Year 4 Graduate Student Prize Winner
When I was in high school, I was curious about every single STEM discipline and had absolutely nothing figured out. I could have easily pursued a degree in Physics, Chemistry or Informatics but ended up becoming a Biotechnology student at the University of Salamanca. And looking back, the combination of unexpected, last-minute spur-of-the-moment decisions joined to the right people putting their faith in me is what has taken me to the most amazing places. Supported by La Caixa Foundation, I enrolled onto the MRes in Cancer Biology at Imperial College London to finally pursue a career in biomedical research. Less than a year later, I was ready to devote myself to the molecular biology field when I got offered a NDM Prize Studentship to join Dr J Ross Chapman’s lab as his first DPhil student.
My research focuses on the intricate relationship between a DNA repair protein, 53BP1, and the tumour suppressor, aka guardian of the genome, p53. Discovered as a p53-binding protein more than two decades ago, 53BP1 quickly caught the eye of the DNA repair field. 53BP1 has since been attributed major roles in DNA double strand break repair; conversely, its contribution to p53-dependent tumour suppression has remained ill-defined. During my DPhil I dived into the 53BP1-p53 world to define the relevance of 53BP1 in modulation of p53 responses and how it is intrinsically distinct and separable of 53BP1’s well-known DNA repair role. An exquisite molecular characterisation of 53BP1 in this context led us to the discovery of another component of this axis, the deubiquitinating enzyme USP28. Together, 53BP1 and USP28 fine-tune p53-dependent transcription by modulating its DNA binding activity which results in efficient checkpoint activation and senescence responses. By the end of my second year, this work had resulted in a publication that was soon highlighted by review journals and attracted the interest of the DNA repair field. I have since presented this piece of research at national and international conferences and its relevance granted me the award of a Future of Science Fund Scholarship at the prestigious Keystone Conference in Genomic Instability and DNA repair.
In order to complete my DPhil work, I have been spending the past year unravelling the mechanistic details behind the USP28-53BP1-p53 axis and, more recently, the in vivo relevance in both physiological and pathological conditions.

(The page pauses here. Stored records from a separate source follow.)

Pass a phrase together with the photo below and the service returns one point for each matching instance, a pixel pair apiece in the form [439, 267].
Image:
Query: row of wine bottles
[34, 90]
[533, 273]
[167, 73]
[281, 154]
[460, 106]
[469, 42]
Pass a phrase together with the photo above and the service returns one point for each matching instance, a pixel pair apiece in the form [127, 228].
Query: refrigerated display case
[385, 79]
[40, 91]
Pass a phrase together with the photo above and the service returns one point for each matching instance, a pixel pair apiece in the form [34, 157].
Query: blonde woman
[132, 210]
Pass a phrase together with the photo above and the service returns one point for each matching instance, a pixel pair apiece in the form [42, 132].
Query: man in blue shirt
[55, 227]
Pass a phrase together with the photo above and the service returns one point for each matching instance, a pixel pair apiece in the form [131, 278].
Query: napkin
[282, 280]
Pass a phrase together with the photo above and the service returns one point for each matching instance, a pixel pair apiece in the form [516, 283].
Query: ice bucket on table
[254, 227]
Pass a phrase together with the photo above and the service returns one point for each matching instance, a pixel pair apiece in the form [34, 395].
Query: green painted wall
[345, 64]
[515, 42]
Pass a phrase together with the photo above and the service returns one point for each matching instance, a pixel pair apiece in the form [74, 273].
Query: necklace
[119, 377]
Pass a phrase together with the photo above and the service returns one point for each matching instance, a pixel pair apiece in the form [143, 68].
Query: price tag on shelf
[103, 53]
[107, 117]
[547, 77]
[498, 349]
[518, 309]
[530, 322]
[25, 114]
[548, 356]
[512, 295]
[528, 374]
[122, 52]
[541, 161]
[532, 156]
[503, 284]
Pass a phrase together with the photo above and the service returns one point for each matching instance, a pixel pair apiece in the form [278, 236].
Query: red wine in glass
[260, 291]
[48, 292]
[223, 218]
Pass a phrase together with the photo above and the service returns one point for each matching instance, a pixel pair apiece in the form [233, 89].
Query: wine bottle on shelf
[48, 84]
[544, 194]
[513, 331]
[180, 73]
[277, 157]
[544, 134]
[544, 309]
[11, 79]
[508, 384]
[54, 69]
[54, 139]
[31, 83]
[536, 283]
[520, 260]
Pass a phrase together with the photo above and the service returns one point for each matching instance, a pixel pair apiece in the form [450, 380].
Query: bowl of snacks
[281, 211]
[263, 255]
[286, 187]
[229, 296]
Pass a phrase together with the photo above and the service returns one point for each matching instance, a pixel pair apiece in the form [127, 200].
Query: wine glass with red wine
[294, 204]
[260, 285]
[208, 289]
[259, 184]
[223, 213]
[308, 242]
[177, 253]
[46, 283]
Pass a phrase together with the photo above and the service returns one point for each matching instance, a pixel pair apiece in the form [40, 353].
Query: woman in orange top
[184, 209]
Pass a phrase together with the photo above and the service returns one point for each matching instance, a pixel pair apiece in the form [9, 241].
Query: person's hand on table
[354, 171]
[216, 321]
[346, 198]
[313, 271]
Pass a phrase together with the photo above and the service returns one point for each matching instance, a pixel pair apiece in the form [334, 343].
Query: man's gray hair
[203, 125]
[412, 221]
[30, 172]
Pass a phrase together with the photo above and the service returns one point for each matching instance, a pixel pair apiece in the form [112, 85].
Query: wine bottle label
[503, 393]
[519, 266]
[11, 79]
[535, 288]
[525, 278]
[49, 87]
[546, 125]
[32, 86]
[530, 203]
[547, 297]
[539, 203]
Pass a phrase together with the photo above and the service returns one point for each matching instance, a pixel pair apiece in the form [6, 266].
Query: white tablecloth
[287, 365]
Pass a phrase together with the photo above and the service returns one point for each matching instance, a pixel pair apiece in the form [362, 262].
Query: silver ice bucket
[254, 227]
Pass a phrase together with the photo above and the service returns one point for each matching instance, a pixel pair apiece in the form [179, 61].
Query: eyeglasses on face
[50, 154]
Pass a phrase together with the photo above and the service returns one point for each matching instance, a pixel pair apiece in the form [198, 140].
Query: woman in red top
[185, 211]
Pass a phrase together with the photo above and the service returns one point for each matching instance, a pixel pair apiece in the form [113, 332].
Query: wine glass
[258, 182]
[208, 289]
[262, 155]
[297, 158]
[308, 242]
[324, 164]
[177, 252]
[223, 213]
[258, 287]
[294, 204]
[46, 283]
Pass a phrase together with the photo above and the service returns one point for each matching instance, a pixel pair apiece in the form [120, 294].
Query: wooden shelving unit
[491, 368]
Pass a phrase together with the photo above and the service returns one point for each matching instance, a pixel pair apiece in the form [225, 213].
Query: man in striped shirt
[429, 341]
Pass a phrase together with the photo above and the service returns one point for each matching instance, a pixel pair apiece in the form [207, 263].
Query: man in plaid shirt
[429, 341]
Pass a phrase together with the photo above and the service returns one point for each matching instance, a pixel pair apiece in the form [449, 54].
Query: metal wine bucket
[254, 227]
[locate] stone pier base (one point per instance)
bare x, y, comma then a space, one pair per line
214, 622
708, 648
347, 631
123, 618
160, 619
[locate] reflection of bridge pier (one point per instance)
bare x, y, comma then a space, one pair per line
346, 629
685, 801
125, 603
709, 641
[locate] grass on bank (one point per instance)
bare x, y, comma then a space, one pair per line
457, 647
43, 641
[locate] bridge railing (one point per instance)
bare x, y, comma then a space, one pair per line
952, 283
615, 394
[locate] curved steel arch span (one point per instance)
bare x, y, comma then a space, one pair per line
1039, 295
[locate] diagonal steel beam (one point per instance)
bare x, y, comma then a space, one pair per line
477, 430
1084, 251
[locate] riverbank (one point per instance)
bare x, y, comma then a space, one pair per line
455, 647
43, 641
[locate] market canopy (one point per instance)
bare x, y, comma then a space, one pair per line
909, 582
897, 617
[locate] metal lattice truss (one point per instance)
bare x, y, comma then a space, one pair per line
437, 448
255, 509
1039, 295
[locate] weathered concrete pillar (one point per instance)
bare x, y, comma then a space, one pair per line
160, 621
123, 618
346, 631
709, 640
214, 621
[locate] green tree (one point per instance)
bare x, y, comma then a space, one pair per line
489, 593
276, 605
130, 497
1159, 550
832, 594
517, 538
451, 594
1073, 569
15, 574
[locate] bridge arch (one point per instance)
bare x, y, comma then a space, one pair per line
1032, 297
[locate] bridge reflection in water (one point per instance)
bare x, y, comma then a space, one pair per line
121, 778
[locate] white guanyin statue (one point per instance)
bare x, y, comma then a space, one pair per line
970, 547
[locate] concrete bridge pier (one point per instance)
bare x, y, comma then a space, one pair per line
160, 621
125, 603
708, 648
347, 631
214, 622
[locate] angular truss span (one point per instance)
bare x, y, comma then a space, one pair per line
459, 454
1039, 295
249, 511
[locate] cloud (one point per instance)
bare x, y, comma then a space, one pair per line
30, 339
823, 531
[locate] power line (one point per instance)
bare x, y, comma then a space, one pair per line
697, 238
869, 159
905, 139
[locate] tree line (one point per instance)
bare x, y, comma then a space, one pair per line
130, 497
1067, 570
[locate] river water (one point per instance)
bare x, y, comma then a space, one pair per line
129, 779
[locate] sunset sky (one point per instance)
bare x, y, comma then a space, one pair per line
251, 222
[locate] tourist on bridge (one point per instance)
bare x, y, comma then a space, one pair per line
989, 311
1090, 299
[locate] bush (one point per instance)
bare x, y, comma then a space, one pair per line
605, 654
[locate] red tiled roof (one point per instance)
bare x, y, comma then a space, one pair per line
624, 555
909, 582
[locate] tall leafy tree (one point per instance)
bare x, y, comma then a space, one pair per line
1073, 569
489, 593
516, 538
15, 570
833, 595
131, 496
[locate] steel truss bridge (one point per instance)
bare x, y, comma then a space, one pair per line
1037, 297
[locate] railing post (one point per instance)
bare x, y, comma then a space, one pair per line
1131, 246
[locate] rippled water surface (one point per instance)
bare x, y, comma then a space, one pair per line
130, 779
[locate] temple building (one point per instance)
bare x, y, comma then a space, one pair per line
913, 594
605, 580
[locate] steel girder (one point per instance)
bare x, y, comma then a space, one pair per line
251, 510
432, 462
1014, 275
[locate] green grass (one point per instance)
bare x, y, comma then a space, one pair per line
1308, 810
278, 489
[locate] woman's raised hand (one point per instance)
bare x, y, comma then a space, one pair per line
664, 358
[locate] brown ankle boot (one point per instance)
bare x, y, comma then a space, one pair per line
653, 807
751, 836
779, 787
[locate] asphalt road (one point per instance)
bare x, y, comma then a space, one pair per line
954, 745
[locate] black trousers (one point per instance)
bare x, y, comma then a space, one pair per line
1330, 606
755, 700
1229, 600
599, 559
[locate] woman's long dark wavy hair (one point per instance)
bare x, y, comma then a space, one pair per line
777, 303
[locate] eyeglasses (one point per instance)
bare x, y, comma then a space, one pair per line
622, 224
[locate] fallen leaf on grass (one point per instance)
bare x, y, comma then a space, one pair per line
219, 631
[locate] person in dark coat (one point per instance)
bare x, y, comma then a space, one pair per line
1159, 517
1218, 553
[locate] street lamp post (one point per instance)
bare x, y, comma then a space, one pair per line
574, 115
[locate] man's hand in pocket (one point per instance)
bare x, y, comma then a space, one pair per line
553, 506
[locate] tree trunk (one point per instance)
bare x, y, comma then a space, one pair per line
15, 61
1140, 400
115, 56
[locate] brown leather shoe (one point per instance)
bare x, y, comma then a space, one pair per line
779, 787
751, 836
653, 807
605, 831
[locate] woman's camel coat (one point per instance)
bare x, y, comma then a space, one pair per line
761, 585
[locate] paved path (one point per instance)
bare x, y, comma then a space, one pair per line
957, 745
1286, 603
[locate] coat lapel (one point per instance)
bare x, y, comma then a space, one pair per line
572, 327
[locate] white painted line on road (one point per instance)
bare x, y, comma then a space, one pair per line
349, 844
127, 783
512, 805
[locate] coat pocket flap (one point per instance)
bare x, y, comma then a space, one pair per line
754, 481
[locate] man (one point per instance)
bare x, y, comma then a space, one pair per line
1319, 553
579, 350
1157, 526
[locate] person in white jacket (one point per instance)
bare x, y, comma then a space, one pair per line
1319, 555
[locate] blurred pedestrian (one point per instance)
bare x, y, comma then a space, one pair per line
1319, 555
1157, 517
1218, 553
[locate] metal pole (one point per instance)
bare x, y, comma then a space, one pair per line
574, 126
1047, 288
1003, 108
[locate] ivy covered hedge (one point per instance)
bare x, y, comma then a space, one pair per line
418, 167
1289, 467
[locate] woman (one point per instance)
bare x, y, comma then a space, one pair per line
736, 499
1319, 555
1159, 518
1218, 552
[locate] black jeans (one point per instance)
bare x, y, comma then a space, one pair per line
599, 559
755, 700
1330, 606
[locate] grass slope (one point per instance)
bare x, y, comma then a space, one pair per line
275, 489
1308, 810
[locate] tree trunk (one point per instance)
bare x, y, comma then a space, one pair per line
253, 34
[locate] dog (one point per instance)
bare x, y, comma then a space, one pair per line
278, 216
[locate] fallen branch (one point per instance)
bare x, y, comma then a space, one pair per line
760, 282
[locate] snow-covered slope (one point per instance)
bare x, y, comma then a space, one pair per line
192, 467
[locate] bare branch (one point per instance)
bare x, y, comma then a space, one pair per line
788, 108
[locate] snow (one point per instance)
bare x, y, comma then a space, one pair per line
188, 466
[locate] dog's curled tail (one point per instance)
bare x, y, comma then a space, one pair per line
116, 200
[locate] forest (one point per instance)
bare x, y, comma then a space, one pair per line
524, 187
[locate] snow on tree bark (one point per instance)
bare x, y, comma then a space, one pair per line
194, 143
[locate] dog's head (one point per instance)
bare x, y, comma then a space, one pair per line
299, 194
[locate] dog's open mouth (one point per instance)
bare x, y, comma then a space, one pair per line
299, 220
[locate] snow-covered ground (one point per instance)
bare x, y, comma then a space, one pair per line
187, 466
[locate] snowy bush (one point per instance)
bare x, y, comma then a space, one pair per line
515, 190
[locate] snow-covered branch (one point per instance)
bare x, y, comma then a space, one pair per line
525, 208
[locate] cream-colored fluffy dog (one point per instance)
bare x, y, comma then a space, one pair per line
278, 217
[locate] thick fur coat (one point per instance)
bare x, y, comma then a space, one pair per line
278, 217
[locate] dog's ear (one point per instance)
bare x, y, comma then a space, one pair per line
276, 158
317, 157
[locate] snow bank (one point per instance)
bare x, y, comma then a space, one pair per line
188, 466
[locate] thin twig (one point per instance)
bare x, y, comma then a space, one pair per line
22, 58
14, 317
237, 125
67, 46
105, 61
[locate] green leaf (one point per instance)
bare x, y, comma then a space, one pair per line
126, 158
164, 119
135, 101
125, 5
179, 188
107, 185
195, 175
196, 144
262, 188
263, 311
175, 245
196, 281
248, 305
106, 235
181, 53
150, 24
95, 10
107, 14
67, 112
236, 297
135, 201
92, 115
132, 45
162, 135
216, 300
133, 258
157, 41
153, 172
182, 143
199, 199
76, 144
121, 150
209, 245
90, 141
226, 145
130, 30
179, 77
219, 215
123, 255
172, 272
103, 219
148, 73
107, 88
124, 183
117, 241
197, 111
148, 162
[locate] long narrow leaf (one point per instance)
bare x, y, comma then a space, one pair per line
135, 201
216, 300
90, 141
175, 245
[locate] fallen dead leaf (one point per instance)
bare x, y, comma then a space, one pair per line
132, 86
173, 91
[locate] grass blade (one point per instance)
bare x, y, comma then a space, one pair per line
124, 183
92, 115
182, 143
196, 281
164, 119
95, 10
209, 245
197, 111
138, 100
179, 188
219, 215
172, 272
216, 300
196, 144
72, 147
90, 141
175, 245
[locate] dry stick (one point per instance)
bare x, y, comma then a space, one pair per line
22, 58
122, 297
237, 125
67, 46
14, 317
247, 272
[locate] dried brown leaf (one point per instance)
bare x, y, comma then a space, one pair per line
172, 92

Belonging to Dr J Ross Chapman’s group has shaped my scientific character, challenging my intellect on a daily basis. Being continuously surrounded by extraordinary people performing science to the highest standards has surely made me strive and best apply my capabilities to eventually succeed in this DPhil adventure. In addition, the University of Oxford, and specifically the WCHG, foster a working environment where collaborations and exchange of know-how allow the efficient progression of projects like the one I have developed, moving from an in vitro to an in vivo scenario in an incredibly short time frame.
Although this year marks the end of my DPhil studies (hopefully) it will also mark the amazing starting point of my academic career.
Keystone Symposia Future of Science Fund Scholarship recipient. Conference in Genomic Instability and DNA repair, Santa Fe, NM, USA. April 2017.
Cuella-Martin R,Oliveira C, Lockstone HE, Snellenberg S, Gromulsova N, Chapman JR. 53BP1 Integrates DNA Repair and p53-Dependent Cell Fate Decisions via Distinct Mechanisms. Mol Cell 64: 51-64 (2016).
Durocher D., Pelletier L. 53BP1 goes back to its p53 roots. Mol Cell 64: 3-4 (2016).
p53: Understanding the actions of 53BP1. Nat Rev Mol Cell Biol 17: 608 (2016).
53BP1 regulates p53 independent of its DNA repair function. Cancer Discov 6:OF15 (2016).